A hug to you Aussiemom from me and sorry but I'm laughing now - not at you but at the seller's sorry attempt to deflect from the real problem of either being ignorant or deceiptful and getting caught at it. Stay the course with this one and, by the way, is she on facebook?


----------



## amp23

Wow, I don't even know what to say. I would be so peeved!! Keep us updated on what happens...

I've never had issues buying thins on ebay but this last week I sold my saddle on it, but the buyer hadn't paid 3.5 days later, so after the invoice and 2 emails to them with no response, I opened an Unpaid Case. They paid within 12 hours of me opening it. Like really? What's gotten into people being so disrespectful and hard to deal with online now?


----------



## Dreamcatcher Arabians

Wow, that's pretty unreal! 

Here's my deal that I'm kind of holding my breath on: 

Bought an item, paid immediately and Paypal sent me the message about having asked the shipper to ship. I didn't hear anything further for a week, so sent an e-mail to confirm if it had been shipped. Got a note from e-bay that the item had been shipped, and saw that it had been shipped CHINA POST. The item I bought was listed as being here in the US or I would not have bought it, I don't do overseas trades. I'm waiting for either the time to elapse for a case to be opened or to see if the item arrives and if it's what I ordered. I'm feeling at least a little defrauded because it appears the item is coming from China, not the US. We'll see if I ever get it or get a refund if I don't. Starting to really wonder about doing anymore trading on e-bay.


----------



## DuckDodgers

OMG that's so awful that it's hilarious! I don't know if I would have laughed or scratched my head at that message! 

Either way, that rude and awful message can work towards your advantage if you need it to. Had she made any effort to explain herself or make things right it probably would have gone a long way, but I'm sure all this did was make you more ticked off about the situation!


----------



## Golden Horse

WOW, what a errr lady dog, can't believe that anyone would send that. Hope that you get this sorted out,jeez, some people.


----------



## Faye83

All I can say is wow. Thank you for making up my mind whether or not to buy a saddle off of Ebay! I cannot believe that someone would be so rude! I dont even know how I would respond to that?! I think after some thought I would have gone through the same steps as you are.
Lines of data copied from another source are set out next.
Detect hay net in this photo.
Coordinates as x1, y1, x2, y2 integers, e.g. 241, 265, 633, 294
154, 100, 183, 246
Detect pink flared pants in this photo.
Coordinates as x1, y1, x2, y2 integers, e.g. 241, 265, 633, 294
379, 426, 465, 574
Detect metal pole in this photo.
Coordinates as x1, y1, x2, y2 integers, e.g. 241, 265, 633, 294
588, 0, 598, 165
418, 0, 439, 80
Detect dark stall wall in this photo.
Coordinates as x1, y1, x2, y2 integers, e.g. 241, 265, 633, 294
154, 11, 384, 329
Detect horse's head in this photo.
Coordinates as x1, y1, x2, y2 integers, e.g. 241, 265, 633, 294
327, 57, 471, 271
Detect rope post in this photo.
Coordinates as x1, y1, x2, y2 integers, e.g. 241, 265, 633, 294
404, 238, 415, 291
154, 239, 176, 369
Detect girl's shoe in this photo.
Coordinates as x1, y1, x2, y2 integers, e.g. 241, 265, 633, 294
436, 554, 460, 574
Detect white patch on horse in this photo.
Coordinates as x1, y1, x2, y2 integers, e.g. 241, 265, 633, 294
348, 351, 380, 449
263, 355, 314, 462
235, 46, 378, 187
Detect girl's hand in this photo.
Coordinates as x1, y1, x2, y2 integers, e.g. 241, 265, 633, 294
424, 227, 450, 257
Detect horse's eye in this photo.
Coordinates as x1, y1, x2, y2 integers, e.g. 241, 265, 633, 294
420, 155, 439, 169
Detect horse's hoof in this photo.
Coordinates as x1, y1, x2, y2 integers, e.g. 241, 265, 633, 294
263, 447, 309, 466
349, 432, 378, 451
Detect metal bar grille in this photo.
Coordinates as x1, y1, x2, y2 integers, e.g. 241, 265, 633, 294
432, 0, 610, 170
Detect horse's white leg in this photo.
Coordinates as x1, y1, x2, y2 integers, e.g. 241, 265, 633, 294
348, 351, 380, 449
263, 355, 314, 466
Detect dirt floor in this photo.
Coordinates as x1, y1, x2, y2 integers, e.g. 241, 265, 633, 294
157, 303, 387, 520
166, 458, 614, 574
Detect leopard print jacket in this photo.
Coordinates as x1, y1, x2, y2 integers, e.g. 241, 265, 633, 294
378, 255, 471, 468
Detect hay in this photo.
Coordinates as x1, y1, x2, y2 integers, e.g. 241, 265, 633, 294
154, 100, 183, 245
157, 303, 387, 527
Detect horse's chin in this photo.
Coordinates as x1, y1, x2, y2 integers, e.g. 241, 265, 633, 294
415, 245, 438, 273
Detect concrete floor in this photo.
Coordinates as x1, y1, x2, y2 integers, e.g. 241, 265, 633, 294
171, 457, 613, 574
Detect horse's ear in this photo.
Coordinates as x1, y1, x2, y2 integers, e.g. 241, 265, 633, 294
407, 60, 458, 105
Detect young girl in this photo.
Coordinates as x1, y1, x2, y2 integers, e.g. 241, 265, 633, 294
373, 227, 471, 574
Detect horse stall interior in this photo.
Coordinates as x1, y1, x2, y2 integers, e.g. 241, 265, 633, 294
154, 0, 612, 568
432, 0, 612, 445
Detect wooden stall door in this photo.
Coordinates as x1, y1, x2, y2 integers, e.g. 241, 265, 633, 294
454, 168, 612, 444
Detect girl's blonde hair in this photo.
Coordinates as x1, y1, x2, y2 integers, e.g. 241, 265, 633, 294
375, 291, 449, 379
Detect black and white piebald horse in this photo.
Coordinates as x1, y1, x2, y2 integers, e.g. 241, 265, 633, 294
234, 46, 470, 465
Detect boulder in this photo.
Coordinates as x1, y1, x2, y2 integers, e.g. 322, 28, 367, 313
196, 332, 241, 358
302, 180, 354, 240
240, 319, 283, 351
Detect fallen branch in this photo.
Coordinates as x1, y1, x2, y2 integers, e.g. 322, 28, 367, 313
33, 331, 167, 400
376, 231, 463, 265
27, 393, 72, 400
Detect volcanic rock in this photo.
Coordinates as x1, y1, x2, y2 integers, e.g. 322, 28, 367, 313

You handled that very well!


----------



## franknbeans

Well-good luck. It takes a long time in many cases for these issues to be resolved. I sold a saddle last year that the lady (after having it a week) decided it was "not as described". I do not accept returns, and she said it was the wrong size. After WEEKS of not being able to even pay for a $1 item via Paypal because of this case against me…and if I used Paypal at all, they would take $3K and refund her, which I refused to do……I finally called eBay. That was the ONLY way I got resolution, and the case was decided in my favor, based on the pictures I provided. I had meticulous pictures, since people describe and lea sure things differently, and I wanted nothing open to question. Thank goodness I was this careful. So-again-good luck, but if she posted pics of the measurement, saddle, etc, some of your points may be mute. Just depends, but most of the time they decide for the buyer.


----------



## tlkng1

As Frank says...ignore the seller and go through eBay for resolution. The seller has the obligation to present the item correctly and I won't even go into that response. Unfortunately eBay has gone into serious seller protection in that you can't leave negative feedback on a seller..only neutral or positive. AS for the actual comment, I know riders who are stick thin that ride in 17-187 inch saddles because they have legs that go on forever and they need the larger size so their knees aren't over the flaps.
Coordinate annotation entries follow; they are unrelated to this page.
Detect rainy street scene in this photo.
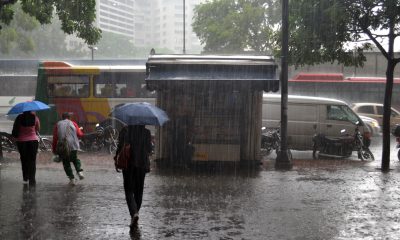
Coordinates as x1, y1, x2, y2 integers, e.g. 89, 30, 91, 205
0, 0, 400, 240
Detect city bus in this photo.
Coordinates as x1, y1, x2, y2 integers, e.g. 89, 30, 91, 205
35, 60, 156, 134
288, 73, 400, 109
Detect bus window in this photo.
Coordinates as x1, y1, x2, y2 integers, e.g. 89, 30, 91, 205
94, 72, 155, 98
47, 76, 89, 97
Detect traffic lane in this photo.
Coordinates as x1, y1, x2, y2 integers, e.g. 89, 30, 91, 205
0, 153, 400, 239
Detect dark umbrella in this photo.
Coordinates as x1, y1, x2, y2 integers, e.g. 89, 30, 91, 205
7, 101, 50, 115
110, 102, 169, 126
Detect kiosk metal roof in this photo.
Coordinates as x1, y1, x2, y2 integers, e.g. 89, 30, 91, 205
146, 55, 279, 92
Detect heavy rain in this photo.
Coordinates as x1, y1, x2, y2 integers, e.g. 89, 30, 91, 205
0, 0, 400, 239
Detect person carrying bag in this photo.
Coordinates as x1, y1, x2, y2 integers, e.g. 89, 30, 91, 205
114, 125, 151, 228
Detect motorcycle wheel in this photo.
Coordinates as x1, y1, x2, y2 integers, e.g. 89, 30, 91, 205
261, 141, 272, 156
313, 143, 318, 160
358, 148, 375, 161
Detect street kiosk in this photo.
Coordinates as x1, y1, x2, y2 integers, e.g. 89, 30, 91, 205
146, 55, 279, 164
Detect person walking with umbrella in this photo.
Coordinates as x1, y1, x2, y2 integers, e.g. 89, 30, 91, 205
52, 112, 84, 185
114, 125, 151, 228
111, 103, 169, 228
7, 101, 50, 186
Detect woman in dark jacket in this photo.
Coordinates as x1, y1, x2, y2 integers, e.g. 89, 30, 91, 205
114, 125, 151, 227
12, 111, 40, 186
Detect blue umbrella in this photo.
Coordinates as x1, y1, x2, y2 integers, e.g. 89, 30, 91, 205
110, 102, 169, 126
7, 101, 50, 115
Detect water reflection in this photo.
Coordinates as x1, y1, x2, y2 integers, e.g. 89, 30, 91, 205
129, 227, 141, 240
20, 184, 40, 239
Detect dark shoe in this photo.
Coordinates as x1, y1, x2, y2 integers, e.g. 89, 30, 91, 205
130, 213, 139, 228
29, 179, 36, 187
78, 171, 85, 180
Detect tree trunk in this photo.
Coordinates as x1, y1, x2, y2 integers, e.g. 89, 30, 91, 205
382, 58, 396, 172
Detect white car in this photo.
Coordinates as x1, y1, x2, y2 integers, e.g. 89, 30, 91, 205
359, 115, 382, 136
351, 103, 400, 129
The fact the saddle was presented as a 17.5 and was actually a 17, as well as the difference between an adjustable and unadjustable gullet alone means the seller didn't present the item properly and would be a void sale in the eyes of eBay. If she wishes to continue selling on eBay she better be careful as due to issues like this, where she obviously just wanted the saddle gone and didn't care about the honesty policy, she can be blocked from further selling.


----------



## jaydee

Its very sad but the internet is full of these sick sorry individuals who get some sort of a kick out of insulting people from behind their computer screens
Its just another form of bullying
All you can do is complain but as it wasn't threatening there's not a lot that can be done to remove them - though a bit creepy that they refer to your FB page.


----------



## JustPickOne

I quit using ebay a long time ago. When they forced you to use paypal. One giant, circuitous cluster buck. No thanks.


----------



## kitten_Val

Wow, simply wow! About both - the description and the response. I'm very sorry you have to deal with all this crap!

And I have to add I'm amazed you still can laugh... Hope you'll sort it out quickly!

P.S. And leave the worst possible feedback for that rude POS of the seller.


----------



## smr

keep us updated on how this turns out. I sell a lot on Craigslist and had this happen to me one day.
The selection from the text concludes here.